Bagikan:

JAKARTA – Memori hari ini, 10 tahun yang lalu, 8 April 2013, Presiden Susilo Bambang Yudhoyono (SBY) mengkritik langkah Gubernur DKI Jakarta, Jokowi Widodo (Jokowi). SBY menyebut langkah Jokowi menaikkan upah minimum seharusnya tak diekspolitasi dengan tujuan politis.

Sebelumnya, terpilihnya Jokowi dan Ahok sebagai Gubernur dan Wakil Gubenur DKI Jakarta kerap mengundang kritik. Gaya kepemimpinan keduanya dianggap terlalu menarik perhatian. Jokowi, utamanya. Gaya blusukannya sering dianggap sebagai pemimpin yang kurang kerjaan.

Kehadiran Jokowi dan Ahok sebagai pemimpin Jakarta periode 2012-2017 dianggap bak harapan baru. Keduanya digadang-gadang dapat membawa Jakarta dengan ke arah lebih baik. Mereka pun mencoba melanggengkan gebrakan baru.

Cara-cara lama yang membuat jarak antara pemimpin dengan rakyat jauh ditinggalkan. Jokowi-Ahok kemudian mulai mengadopsi gaya baru. Pemimpin Jakarta itu kerap terjun langsung ke masyarakat untuk mencatatkan problema yang ada. Tujuannya supaya Pemerintah DKI Jakarta dapat mengeluarkan sebuah produk kebijakan yang memihak rakyat.

Orang-orang menyebut gaya itu sebagai blusukan. Saban hari Jokowi menjadikan blusukan sebagai ajian. Langkah itu diapresiasi banyak pihak. Namun, tak sedikit yang menyebut blusukan ala Jokowi jauh dari kata efektif.

Aksi blusukan Jokowi saat menjabat sebagai Gubernur DKI Jakarta. (Antara/M Agung Rajasa)

Sebab, kegiatan blusukan yang dilakukan hampir tiap hari. Padahal, seorang pemimpin harusnya dapat melakukan kegiatan lain yang lebih berguna. Misalnya, segera menggodok aturan yang memihak rakyat. Alih-alih kreatif, banyak yang menyebut gaya blusukan Jokowi sebagai kurang kerjaan. Alias, buang-buang waktu.

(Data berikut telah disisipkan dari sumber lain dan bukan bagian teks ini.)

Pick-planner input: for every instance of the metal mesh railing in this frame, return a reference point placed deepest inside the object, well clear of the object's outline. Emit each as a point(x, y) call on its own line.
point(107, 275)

“Di sisi lain, blusukan Jokowi juga mengundang banyak kritik pedas dari berbagai lapisan masyarakat. mulai dari politisi, pejabat negara, pengamat, staf khusus Presiden SBY, sampai mantan Gubernur DKI ramai-ramai mengkritik blusukan Jokowi. Blusukan Jokowi dianggap sebagai kekeliruan dalam memerintah Jakarta,” terang Hadi Satyagraha dalam buku Kekeliruan Manajer (2015).

Kegiatan blusukan Jokowi bukan satu-satunya hal yang memancing kritikan. Langkah politik lainnya kerap dianggap kontroversial. Utamanya, kala Jokowi menaikkan upah minimum untuk Jakarta dari Rp 1.529.000 jadi RP 2.200.000. kenaikkan itu dianggap banyak pihak sebagai langkah politis.

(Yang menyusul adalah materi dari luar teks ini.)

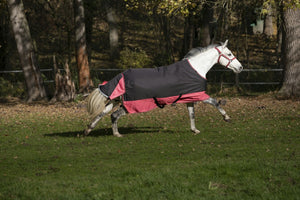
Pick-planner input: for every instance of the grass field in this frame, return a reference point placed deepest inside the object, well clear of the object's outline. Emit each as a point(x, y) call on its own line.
point(256, 156)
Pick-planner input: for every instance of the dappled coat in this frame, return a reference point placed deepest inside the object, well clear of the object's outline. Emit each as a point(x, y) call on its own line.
point(145, 89)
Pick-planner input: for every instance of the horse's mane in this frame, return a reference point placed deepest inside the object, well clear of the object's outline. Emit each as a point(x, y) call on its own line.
point(195, 51)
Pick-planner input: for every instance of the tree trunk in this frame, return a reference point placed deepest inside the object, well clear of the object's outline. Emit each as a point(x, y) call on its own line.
point(113, 31)
point(85, 81)
point(64, 86)
point(268, 22)
point(33, 79)
point(189, 34)
point(291, 55)
point(206, 36)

Kritikan pun muncul dari orang nomor satu Indonesia, SBY. Ia menyebutkan seharusnya urusan kenaikan upah minimum tak dieksploitasi dengan tujuan politis. Apalagi kenaikan yang dilakukan mencapai 43,87 persen. Harusnya Jokowi dapat berlaku bijak. Ia disarankan lebih merujuk kepada faktor ekonomi, bukan politik.

“Sebagai tanggapan terhadap kenaikan upah minimum provinsi di Jakarta, Presiden Indonesia Susilo Bambang Yudhoyono Nampak mengkritik Joko Widodo pada Kongres Nasional Apindo tanggal 8 April 2013, berkomentar bahwa upah minimum seharusnya tidak dieksploitasi untuk tujuan politis dalam hal bahwa upah minimum tersebut dijadikan persoalan populis.”

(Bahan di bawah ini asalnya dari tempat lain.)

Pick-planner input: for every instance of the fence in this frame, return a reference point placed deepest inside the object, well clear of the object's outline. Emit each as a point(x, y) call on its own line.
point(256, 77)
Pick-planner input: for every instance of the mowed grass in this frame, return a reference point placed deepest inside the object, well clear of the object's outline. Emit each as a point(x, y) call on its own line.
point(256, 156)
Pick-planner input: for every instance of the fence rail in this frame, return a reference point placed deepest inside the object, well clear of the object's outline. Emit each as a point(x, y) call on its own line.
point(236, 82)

“Satu hari kemudian, di forum yang sama, Menteri Koordinator Bidang Perekonomian, Hatta Rajasa, memberi pernyataan yang sama. Keduanya berargumen bahwa penetapan upah minimum harus melibatkan pertimbangan faktor-faktor ekonomi tetapi bukan politik dengan pengertian bahwa politik telah memengaruhi Jokowi,” ungkap Surya Tjandra dalam buku Citizenship in Indonesia: Perjuangan atas Hak, Identitas, dan Partisipasi (2019).